Née en 1908 au Pré-Saint-Gervais, Julienne Dumeste développe pendant plus de cinquante ans, avec son

époux Franc Dumeste, l’atelier familial de fabrication de chaises à Montreuil. A force de travail et de ténacité, l’atelier devient l’une des plus belles entreprises de meubles en France, employant plusieurs milliers de salariés.
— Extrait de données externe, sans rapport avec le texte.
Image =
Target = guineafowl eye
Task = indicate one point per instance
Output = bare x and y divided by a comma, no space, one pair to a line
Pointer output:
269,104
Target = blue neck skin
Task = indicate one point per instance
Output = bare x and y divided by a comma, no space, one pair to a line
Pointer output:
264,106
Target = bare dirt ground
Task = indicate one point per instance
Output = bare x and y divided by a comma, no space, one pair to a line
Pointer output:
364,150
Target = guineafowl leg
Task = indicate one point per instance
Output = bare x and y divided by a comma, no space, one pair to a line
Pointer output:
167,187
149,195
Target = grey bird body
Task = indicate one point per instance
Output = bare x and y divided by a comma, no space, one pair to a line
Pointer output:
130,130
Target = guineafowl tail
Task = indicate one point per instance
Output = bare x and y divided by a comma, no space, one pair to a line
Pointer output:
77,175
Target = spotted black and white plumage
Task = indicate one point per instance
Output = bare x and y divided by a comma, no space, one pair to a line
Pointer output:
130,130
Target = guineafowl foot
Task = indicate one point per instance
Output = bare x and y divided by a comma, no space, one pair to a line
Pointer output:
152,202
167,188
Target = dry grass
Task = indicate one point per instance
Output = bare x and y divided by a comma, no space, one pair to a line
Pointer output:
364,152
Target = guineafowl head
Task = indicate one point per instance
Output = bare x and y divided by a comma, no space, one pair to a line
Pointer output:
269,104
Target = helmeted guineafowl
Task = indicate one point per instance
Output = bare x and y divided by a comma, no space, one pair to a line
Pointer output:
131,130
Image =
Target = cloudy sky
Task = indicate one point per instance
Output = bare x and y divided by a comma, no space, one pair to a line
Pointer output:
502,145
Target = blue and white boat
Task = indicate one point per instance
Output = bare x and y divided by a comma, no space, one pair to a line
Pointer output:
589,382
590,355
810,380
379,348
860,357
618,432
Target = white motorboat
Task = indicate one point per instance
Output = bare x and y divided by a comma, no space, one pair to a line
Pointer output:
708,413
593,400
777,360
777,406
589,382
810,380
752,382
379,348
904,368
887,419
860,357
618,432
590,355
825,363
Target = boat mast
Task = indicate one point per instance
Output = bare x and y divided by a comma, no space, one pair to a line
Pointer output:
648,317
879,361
Après le décès de son époux, Julienne Dumeste poursuit et développe encore l’entreprise, avant de la céder et de créer la Fondation qui porte son nom.

La Fondation est reconnue d’utilité publique en 1992 ; son objet est « Dans le respect de la dignité et de la valeur unique de chaque personne et en référence

aux valeurs évangéliques, d’apporter une aide personnalisée à tous ceux qui sont moralement, physiquement, ou financièrement démunis».

Décédée le 27 décembre 2001 à l’âge de 93 ans, Julienne Dumeste a fait don de l’ensemble de ses biens à la Fondation qui s’est engagée à poursuivre son œuvre

sous la triple tutelle du Ministre de l’Intérieur, du Ministre chargé des Affaires sociales et de la Préfecture de Paris.

Les domaines d’intervention de la Fondation, qui soutient une quarantaine d’associations, sont tous de nature sociale : aide à la réinsertion, au logement,

soutien culturel en milieu hospitalier et protection judiciaire de la jeunesse, soutien aux personnes désocialisées et en difficulté morale, financière ou physique, aide aux jeunes et à la lutte contre l’exclusion.

En ce qui concerne le Pavillon, après plusieurs années de travaux de restauration, la Fondation y développe aujourd'hui trois types d’activités : économiques pour

financer la rénovation et l’entretien du site par des locations pour des réceptions de prestige, activités sociales telles que l’organisation de journées associatives, soirées de bienfaisance, et enfin activités à caractère culturel telles que des conférences ou l’organisation de concerts.

Si l’on devait rechercher un point commun entre deux personnalités aussi différentes que Jeanne du Barry la mondaine frivole et Julienne Dumeste la

travailleuse acharnée, ce serait assurément la Générosité.

Il y a encore « une bonne dame à Louveciennes ».